Con los bártulos bajo el brazo, dispuesto a estudiar como un poseso en la Biblioteca Provincial, se presentaba una pequeña caminata por las calles San Andrés, Los Cantones y sobre todo la Calle Real. Bajando las escaleras, la cabeza daba vueltas a como poder cambiar el estilo, que en los últimos días, había protagonizado todos los mensajes de mi blog. Ignorando las pequeñas gotas de agua que amenazaban en convertirse en aguacero, empecé el trayecto.
De repente, cuando había dejado atrás el caos circulatorio de San Andrés, la Plaza del Obelisco de los Cantones y estaba a punto de comenzar la peatonal y pomposa Calle Real, una idea surgió de la nada, por qué no fijarse en la gente. Si, en esas cosas que circulan a nuestro lado, por todas direcciones, a los cuales nunca prestamos atención, no más de la debida para evitar accidentes. El mundo que se descubrió ante mí fue realmente increíble.

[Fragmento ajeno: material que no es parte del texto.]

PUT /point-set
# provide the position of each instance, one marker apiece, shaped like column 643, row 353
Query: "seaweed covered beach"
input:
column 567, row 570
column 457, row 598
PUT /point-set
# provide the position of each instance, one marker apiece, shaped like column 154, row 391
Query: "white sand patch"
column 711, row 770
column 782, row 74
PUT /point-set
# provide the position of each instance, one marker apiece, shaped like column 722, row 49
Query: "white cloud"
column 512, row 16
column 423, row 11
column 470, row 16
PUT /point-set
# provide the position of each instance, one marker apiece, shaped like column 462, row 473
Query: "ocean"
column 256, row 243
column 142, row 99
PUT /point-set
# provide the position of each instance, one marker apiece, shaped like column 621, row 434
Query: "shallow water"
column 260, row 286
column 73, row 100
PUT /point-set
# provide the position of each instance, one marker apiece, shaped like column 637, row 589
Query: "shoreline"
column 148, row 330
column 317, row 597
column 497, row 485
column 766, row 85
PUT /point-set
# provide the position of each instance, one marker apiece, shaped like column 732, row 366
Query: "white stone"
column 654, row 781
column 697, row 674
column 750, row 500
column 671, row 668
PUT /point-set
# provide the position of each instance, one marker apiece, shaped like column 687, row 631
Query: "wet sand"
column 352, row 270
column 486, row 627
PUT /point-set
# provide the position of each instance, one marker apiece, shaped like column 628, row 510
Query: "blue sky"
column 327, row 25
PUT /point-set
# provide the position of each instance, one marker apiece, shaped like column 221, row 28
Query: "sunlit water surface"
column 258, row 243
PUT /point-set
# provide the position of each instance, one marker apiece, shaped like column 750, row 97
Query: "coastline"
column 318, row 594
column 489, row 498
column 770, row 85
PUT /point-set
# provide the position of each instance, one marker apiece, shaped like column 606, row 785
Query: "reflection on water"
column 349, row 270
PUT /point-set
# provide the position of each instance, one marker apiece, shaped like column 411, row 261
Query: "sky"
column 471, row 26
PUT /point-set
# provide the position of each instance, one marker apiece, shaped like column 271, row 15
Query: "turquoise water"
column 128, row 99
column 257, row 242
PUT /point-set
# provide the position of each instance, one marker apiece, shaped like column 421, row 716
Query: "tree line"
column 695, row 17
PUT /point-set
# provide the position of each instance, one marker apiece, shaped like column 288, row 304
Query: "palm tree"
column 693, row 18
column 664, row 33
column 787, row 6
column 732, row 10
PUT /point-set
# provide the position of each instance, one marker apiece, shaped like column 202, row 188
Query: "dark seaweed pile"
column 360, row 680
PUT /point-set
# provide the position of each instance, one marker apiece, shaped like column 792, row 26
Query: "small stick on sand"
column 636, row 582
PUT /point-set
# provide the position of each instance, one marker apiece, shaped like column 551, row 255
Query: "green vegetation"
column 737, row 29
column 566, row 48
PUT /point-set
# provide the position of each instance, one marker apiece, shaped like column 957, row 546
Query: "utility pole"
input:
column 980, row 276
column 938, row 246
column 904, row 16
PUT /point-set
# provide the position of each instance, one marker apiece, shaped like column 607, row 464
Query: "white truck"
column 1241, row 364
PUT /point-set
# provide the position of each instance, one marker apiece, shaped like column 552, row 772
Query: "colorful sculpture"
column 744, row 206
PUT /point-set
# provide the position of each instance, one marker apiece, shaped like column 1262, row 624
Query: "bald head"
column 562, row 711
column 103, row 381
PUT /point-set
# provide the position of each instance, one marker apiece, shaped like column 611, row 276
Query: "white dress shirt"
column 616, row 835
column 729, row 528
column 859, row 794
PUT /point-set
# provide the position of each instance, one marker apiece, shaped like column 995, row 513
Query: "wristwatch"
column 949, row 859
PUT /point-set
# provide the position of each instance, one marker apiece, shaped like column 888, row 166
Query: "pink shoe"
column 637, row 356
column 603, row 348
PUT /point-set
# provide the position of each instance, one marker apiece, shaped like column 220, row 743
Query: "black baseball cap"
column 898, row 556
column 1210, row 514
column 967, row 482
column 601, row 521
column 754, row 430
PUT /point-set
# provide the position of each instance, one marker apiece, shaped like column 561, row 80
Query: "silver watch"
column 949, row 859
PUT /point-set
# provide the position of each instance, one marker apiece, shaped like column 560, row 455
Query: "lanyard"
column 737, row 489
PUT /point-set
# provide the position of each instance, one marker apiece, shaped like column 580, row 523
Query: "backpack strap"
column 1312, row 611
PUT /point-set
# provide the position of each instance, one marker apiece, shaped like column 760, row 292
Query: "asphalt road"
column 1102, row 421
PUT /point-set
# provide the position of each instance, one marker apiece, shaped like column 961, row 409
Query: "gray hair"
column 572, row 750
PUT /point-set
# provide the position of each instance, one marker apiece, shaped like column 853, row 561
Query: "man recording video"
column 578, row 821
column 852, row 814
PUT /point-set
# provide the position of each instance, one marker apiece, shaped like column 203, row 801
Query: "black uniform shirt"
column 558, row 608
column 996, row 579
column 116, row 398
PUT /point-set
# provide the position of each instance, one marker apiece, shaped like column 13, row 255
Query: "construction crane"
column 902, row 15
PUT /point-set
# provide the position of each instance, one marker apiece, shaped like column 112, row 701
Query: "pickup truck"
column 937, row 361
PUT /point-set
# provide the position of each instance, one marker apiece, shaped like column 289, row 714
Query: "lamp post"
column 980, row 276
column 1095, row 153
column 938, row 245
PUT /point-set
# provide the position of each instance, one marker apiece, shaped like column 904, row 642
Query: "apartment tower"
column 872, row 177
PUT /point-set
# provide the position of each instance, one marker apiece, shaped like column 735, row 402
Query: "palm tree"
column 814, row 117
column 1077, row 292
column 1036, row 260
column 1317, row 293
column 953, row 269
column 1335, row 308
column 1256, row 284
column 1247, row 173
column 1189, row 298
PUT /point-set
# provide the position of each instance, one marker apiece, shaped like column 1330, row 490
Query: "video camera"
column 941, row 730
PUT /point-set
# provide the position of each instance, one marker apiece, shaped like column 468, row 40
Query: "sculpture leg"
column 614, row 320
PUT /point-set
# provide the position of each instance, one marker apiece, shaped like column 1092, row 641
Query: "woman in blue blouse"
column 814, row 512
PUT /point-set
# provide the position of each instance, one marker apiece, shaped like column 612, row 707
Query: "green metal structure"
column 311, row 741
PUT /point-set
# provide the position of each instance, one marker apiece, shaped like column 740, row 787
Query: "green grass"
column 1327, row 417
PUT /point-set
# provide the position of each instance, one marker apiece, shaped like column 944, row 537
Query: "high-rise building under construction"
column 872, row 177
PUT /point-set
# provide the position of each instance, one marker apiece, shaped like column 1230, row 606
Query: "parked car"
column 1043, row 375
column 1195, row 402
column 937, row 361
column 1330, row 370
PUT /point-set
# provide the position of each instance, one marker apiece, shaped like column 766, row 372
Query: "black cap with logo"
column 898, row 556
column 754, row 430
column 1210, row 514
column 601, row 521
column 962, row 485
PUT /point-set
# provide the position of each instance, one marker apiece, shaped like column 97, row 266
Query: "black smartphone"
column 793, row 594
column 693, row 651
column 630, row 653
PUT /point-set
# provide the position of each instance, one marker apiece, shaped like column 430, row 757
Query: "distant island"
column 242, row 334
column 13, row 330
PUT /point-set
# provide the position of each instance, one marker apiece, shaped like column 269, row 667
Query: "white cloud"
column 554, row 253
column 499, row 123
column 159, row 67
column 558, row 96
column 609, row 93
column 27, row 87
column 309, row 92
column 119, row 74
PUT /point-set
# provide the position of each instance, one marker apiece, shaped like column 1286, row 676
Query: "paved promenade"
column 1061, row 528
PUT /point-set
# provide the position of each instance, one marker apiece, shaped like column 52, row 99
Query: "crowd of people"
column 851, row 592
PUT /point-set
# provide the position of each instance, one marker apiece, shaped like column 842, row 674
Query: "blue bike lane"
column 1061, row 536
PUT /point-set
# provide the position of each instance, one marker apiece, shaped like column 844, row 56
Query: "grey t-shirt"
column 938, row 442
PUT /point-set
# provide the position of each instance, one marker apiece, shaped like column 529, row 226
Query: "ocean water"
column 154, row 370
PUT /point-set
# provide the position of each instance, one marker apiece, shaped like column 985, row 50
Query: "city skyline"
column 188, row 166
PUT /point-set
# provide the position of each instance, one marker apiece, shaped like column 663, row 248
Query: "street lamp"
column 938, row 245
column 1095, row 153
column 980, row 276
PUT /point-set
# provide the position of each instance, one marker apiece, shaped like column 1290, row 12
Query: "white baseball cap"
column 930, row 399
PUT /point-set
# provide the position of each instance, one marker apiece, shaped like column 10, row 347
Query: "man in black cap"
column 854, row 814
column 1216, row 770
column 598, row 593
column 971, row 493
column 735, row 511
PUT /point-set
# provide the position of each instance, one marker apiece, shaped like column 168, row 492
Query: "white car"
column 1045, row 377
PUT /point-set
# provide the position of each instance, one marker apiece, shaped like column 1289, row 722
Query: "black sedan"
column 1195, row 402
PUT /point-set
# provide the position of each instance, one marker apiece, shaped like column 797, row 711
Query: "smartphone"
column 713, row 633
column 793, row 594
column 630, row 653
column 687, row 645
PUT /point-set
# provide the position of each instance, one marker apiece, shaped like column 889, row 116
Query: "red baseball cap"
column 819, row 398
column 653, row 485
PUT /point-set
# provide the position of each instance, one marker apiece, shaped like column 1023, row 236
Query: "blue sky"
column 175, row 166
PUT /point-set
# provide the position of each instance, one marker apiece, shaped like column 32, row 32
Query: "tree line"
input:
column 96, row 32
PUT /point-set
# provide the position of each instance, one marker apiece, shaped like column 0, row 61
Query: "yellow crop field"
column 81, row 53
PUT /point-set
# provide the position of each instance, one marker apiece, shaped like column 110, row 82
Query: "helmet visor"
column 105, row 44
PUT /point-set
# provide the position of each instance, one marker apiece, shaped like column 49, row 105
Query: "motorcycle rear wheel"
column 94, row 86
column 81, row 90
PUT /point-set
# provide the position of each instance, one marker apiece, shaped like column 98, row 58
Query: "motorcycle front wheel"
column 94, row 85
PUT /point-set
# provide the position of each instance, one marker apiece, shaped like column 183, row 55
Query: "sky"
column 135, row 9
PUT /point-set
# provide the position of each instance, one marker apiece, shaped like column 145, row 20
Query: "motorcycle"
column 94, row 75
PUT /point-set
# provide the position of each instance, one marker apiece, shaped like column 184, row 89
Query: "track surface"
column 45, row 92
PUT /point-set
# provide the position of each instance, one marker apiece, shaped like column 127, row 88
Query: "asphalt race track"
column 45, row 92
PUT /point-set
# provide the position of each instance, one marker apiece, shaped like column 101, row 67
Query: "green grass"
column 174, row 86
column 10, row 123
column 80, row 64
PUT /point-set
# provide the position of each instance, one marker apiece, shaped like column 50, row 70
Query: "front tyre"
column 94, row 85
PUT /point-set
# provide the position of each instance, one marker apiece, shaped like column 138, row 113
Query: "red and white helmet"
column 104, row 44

Me sentía como un cámara de documentales de animales internándose en una fauna desconocida y misteriosa. Con asombro vi señoras con abrigos de pieles enormes que les impedían caminar cómodamente, adolescentes con los pantalones por debajo de sus nalgas enseñando su ropa interior, madres empujando con sobreesfuerzo y cariño infinito los carritos de sus bebes, algunos de éstos despiertos con los ojos muy abiertos mirando el mundo que se les ponía delante, los otros durmiendo indiferentes al ajetreo mundano. Y así decenas de personas, cada una diferente de las otras.
Mientras seguía en esta labor de mirón social, empecé a oír la música de un acordeón, cada vez más cerca a medida que avanzaba en pasos, hasta que me topé con el responsable de aquella melodía.
Era un hombre de mediana edad, posiblemente un inmigrante latinoamericano, vestía unas ropas no sucias ni viejas, pero si desgastadas por el uso cotidiano. Unos simples pantalones de tela marrón, un jersey azul y una camisa a cuadros, todo ello coronado con un gorro de color azul también. Sus dedos se deslizaban rápidamente por el acordeón, casi imperceptibles a mi vista. Gracias a ello, una dulce y suave melodía podía escucharse y disfrutarse, sin embargo, pude comprobar que nadie más que yo parecía dar importancia o valorar como se merecía la pieza que tocaba con maestría, nuestro desconocido músico. La gente, esos seres a los que antes miraba con atención, pasaban por delante, por detrás, por todos los lados imaginables y posibles y ninguno se detenía un segundo para deleitarse de esa magnifica sinfonía. Él, sin embargo, impertérrito, inexpugnable en su sentimiento y afición, seguía tocando como si delante tuviese un auditorio entregado a su habilidad musical.
Pude comprobar también, que delante de sus zapatillas blancas casi desgastadas, tenía una pequeña cestita de paja con un pañuelo blanco dentro, donde unas pocas monedas daban la sensación de ser personas perdidas en un desierto hostil y desconocido. Bonita metáfora. Entonces, no sé por qué, surgió de mi interior la necesidad de darle una moneda a ese músico callejero, no por pena, no por su buena melodía, que sin duda lo era, sino porque al igual que él, yo era una moneda más en un blanco pañuelo, sola y perdida. Y lo peor de todo, cada una de las personas que ignorantemente pasaban por delante suya, eran también monedas perdidas, con prisa, con preocupaciones, con problemas, con poco tiempo para detenerse un momento y dejarse llevar por la música de un acordeón y su melodía.